Oh dear, here we go again.

I know that there are people out there who have a hard time accepting quantum mechanics, but yes, each "photon" really does interact with EVERY ELECTRON IN THE CRYSTAL at once. Young's double-slit experiment is the simplest form of diffraction, which he performed in 1801 to settle an argument about the wave vs particle nature of light. The tricky bit, however, was performing the experiment at such low flux that only one "particle" is "in flight" at any given moment (Dontai et al. 1973, done with electron diffraction). However, if you do this, you still get an interference pattern at the end of the day:
http://en.wikipedia.org/wiki/File:Double-slit_experiment_results_Tanamura_2.jpg
This is the observation, and Mother Nature doesn't care if we like it or not. The only way we can interpret it is to conclude that the photon must be "interfering with itself".

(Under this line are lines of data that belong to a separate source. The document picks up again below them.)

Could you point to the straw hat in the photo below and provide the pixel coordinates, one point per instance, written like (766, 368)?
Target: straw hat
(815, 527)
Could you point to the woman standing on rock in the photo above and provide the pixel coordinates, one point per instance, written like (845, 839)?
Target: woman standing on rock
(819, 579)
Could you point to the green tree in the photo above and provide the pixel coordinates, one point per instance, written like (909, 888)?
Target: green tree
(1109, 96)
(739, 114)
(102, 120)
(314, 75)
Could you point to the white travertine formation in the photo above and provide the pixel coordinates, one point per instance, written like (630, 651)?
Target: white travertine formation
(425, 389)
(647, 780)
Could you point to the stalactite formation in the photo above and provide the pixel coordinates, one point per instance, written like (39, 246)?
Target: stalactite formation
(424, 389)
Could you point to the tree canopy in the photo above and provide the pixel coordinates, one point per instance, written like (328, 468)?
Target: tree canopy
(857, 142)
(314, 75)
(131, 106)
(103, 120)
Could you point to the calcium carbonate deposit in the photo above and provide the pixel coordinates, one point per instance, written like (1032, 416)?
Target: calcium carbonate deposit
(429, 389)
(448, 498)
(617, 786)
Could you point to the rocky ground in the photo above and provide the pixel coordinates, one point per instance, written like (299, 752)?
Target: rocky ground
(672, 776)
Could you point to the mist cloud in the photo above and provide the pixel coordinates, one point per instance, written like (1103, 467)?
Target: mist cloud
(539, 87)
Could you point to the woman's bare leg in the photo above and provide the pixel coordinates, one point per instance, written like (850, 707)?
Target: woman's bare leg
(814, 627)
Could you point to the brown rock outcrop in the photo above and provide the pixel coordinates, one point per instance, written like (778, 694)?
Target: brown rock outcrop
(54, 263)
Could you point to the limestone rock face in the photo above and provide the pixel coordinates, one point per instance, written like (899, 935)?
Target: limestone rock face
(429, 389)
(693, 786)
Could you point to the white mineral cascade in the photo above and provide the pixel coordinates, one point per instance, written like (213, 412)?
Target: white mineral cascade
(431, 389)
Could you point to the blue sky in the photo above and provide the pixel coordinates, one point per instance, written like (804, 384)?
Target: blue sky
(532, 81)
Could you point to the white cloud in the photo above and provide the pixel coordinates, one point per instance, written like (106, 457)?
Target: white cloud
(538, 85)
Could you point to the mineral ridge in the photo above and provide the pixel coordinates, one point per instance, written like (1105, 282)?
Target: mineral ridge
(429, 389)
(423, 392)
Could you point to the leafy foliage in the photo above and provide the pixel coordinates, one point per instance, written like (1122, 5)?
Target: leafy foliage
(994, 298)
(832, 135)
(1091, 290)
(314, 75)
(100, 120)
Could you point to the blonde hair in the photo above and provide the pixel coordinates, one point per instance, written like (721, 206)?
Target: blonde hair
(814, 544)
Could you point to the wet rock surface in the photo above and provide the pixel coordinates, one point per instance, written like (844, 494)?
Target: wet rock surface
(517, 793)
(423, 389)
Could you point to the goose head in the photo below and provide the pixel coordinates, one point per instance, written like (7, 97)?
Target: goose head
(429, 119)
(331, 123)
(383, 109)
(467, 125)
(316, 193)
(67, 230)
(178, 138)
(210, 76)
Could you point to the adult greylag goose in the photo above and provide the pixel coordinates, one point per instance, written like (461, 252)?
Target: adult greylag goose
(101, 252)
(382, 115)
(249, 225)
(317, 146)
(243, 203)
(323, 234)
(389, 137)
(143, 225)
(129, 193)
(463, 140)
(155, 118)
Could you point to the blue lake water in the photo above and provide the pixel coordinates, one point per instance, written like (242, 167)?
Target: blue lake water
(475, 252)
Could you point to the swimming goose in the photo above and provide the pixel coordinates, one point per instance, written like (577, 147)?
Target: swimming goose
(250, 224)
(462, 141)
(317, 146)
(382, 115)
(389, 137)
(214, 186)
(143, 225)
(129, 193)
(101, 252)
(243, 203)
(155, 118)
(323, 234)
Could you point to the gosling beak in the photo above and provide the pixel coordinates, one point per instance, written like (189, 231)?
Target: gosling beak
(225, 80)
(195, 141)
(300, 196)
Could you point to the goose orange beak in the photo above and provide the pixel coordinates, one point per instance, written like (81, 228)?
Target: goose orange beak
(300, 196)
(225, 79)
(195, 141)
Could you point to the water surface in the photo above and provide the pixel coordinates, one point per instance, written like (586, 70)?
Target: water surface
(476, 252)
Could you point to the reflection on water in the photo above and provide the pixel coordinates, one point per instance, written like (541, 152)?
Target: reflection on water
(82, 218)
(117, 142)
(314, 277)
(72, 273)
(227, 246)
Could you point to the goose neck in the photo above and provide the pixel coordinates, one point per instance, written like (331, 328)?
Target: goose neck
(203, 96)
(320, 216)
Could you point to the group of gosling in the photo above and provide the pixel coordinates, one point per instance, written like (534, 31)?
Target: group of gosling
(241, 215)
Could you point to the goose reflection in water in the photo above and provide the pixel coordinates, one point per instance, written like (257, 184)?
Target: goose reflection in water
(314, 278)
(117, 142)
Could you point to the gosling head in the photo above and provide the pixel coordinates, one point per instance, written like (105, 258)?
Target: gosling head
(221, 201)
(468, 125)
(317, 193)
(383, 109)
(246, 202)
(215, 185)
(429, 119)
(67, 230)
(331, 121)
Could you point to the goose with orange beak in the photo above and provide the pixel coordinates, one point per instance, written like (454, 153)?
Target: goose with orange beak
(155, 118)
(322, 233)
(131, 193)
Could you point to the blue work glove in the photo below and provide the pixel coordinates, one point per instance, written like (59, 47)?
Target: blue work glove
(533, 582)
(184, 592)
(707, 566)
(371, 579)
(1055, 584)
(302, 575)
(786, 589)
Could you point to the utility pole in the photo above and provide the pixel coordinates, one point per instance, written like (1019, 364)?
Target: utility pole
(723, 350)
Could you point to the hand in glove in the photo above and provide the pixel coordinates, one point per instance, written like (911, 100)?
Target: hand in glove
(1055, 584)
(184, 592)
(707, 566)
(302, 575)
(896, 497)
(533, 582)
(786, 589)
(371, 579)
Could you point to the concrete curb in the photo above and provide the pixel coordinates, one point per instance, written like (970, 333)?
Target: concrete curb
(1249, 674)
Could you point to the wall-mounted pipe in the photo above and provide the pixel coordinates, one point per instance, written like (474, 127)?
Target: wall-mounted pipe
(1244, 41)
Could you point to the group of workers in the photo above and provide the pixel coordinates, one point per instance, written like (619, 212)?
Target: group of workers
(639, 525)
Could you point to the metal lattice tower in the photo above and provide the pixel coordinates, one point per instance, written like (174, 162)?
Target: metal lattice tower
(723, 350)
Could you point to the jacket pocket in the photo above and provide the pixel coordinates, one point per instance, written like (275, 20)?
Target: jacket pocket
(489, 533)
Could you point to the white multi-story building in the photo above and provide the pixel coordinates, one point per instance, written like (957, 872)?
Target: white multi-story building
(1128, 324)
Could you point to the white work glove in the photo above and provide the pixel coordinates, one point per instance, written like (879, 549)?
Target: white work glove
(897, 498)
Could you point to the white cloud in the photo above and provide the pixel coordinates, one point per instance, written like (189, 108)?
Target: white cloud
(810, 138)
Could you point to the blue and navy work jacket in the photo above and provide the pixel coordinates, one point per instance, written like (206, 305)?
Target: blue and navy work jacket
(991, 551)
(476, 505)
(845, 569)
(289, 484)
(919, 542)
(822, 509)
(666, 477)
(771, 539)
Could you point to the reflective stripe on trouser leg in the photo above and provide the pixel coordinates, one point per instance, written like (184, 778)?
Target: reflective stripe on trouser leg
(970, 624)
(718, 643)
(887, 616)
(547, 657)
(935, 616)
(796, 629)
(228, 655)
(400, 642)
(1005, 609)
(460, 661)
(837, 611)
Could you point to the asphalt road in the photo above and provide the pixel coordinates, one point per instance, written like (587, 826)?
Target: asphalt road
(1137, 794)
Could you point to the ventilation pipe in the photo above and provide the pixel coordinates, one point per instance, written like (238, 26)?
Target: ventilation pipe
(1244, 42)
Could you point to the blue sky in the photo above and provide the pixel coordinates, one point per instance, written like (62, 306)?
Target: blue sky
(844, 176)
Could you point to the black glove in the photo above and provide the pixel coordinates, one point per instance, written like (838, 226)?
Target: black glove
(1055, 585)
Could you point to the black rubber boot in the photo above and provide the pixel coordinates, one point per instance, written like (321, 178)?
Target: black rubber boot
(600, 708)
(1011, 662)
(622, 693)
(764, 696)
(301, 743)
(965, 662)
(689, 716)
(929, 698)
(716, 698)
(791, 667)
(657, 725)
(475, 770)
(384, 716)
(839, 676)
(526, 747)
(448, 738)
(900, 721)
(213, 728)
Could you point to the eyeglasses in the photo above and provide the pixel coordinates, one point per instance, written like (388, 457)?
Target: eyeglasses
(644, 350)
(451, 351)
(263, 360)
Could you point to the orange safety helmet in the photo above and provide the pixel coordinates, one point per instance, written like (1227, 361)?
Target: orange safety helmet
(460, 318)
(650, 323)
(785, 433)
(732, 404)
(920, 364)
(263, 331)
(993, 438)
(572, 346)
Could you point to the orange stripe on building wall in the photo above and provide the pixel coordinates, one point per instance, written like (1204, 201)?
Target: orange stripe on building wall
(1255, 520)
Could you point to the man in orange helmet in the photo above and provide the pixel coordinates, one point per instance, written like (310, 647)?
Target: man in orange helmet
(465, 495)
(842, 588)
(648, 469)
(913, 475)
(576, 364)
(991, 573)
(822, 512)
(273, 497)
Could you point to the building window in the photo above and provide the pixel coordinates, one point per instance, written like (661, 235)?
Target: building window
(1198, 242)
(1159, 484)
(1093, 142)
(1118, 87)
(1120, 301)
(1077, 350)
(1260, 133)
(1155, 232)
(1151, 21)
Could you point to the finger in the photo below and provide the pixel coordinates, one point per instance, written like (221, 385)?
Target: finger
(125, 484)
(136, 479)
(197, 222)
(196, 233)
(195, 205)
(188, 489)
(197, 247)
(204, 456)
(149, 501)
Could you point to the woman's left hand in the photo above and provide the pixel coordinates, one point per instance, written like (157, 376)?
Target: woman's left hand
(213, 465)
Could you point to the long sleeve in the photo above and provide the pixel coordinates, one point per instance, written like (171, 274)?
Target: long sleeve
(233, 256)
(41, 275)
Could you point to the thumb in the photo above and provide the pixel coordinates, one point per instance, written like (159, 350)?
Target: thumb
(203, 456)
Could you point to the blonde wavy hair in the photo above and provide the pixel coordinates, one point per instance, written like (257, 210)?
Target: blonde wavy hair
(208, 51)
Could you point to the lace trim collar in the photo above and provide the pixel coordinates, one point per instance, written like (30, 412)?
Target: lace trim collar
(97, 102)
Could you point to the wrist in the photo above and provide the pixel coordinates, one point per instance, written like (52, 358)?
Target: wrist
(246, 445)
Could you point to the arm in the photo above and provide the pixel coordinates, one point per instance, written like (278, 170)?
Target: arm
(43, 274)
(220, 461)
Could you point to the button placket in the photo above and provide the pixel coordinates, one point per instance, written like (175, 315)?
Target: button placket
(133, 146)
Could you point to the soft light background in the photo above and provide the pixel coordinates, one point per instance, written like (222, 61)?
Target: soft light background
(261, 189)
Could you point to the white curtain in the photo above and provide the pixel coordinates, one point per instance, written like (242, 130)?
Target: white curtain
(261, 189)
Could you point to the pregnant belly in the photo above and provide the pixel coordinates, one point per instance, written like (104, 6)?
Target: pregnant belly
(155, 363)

In fact, anyone with a Pilatus detector (and a lot of extra beam time) can verify the self-interference of photons in macromolecular crystal diffraction. Since the source-to-detector distance of a typical MX beamline is about 30 m, it takes 100 nanoseconds for a "photon" generated in the storage ring to fly down the beam pipe, do whatever it is going to do in the crystal, and then (perhaps) increment a pixel on the detector. So, as long as you keep the time between photons much greater than 100 nanoseconds you can be fairly confident that there is never more than one photon anywhere in the beamline at a given instant. Now, one photon per 100 nanoseconds is 1e7 photons/s, which is a pretty weak flux for an MX beamline, but not too bad. Ideally, of course, one would want to read out images from the Pilatus that contain at most one photon hit each. You would then sum these images all together after the experiment to confirm that you do, in fact, get the same diffraction pattern that you would have gotten using higher flux. I am willing to take bets on this! Then again, this is exactly how the old multi-wire detectors worked (at much lower flux). So, I suppose this experiment has already been done?

The other observation that can only be explained by quantum mechanics is the fact that electrons orbiting atomic nuclei do not emit synchrotron radiation. Amazingly, this latter conclusion was first reached by Debye in the introduction of his now famous paper on temperature factors (Debye, P. J. W. 1915, Annalen der Physik 351, 809-823). http://dx.doi.org/10.1002/andp.19153510606

Yes, this is the paper where Debye first defines what we now call the "B-factor" (although he doesn't use "B"), as well as the first occurrence of the Lorentz factor (which appears in a second note-added-in-proof). If you read it (perhaps with the help of Google translate), you can tell that the conclusion about the de-localized nature of electrons in atoms was deeply disturbing to him as well. After all, we are all scientists, and letting go of determinism is not easy.